Warren Buffett, the billionaire chairman of Berkshire Hathaway Inc. (BRK/A), said JPMorgan Chase & Co. (JPM) Chief Executive Officer Jamie Dimon has little room to bargain as regulators probe the sale of faulty mortgage bonds.
"If you're a financial institution and you're threatened with criminal prosecution, you have no ability to negotiate," Buffett told Bloomberg Television's Betty Liu in an interview today. "Basically, you've got to be like a wolf that bares its throat, you know, when it gets to the end. You cannot win."
Dimon reached a tentative $13 billion settlement to resolve civil disputes between JPMorgan and the U.S. government. The bank won't be released from criminal liabilities, according to a person familiar with the talks who asked not to be identified because they were private. Some of the practices under the probe relate to Bear Stearns Cos. and Washington Mutual, which Dimon bought in 2008 as the housing bubble burst.
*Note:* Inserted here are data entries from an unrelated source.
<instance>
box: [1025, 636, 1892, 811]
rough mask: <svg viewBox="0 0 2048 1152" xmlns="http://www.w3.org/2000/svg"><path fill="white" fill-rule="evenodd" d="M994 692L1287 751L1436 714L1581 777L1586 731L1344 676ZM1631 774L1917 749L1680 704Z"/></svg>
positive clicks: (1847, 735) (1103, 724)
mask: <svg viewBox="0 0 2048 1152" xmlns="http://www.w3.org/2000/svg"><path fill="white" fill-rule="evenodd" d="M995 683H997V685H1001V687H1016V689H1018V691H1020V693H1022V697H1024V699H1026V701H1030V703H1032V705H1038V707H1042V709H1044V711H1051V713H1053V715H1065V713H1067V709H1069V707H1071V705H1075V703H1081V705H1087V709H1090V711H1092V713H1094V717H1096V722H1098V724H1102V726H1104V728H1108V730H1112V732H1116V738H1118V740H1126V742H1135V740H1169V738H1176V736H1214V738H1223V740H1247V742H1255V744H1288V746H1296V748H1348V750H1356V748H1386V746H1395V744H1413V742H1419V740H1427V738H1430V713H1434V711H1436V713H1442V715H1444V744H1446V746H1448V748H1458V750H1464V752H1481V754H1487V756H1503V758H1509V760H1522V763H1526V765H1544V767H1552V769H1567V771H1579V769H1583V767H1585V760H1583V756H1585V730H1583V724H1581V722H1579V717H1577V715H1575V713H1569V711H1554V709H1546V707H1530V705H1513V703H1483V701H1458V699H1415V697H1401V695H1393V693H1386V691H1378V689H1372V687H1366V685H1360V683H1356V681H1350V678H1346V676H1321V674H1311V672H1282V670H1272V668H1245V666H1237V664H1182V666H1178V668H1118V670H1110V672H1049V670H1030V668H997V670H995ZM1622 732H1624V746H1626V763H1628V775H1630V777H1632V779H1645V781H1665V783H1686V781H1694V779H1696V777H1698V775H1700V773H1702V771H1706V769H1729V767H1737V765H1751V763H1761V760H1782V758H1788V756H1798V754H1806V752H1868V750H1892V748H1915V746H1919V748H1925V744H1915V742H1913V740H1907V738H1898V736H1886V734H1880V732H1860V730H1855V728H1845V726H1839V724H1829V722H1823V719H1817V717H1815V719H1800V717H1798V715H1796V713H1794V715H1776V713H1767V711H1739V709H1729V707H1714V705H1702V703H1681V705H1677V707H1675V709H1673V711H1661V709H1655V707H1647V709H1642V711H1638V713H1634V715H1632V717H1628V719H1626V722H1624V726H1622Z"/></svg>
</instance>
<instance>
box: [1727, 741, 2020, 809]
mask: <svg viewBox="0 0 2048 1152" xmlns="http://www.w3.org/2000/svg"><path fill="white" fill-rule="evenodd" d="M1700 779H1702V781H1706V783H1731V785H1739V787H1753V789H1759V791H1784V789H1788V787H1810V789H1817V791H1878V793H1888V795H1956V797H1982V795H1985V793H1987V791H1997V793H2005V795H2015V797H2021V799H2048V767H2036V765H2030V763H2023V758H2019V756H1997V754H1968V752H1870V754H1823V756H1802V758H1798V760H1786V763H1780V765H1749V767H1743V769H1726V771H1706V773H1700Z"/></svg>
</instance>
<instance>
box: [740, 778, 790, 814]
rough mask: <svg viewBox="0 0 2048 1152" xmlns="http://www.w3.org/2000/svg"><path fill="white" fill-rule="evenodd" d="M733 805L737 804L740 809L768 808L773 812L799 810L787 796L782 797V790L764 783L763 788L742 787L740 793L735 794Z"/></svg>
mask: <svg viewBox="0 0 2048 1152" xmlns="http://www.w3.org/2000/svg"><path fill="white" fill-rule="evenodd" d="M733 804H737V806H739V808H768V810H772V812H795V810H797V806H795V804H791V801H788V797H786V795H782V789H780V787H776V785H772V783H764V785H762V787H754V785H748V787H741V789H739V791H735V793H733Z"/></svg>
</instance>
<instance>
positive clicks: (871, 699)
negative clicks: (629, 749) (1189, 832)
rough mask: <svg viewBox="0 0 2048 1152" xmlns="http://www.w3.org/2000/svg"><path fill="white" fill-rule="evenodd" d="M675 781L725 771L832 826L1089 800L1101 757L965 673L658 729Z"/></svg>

"I think $13 billion is a lot of money, and I think Jamie has done a very good job of running JPMorgan," Buffett said. "He helped out the economy enormously when he took on Bear Stearns and he didn't get an indemnification clause," he said. "There wasn't even time for that sort of thing."
David Fuller's view It has been fashionable to bash banks throughout financial history and obviously not without some justification. That is why this ringing endorsement of Jamie Dimon of JPMorgan Chase & Co by Warren Buffett is so interesting. Moreover, he is not just a shareholder who knows Dimon; Buffett is a shrewd, experienced observer who knows what is best for the economy and most of its hardworking citizens.
Most of us do not know Dimon or the other two people I am about to mention. However, ask yourself who you think is more important in terms of helping the US economy to grow: CEO Jamie Dimon of JPMorgan Chase, US Attorney General Eric Holder, or President Barack Obama?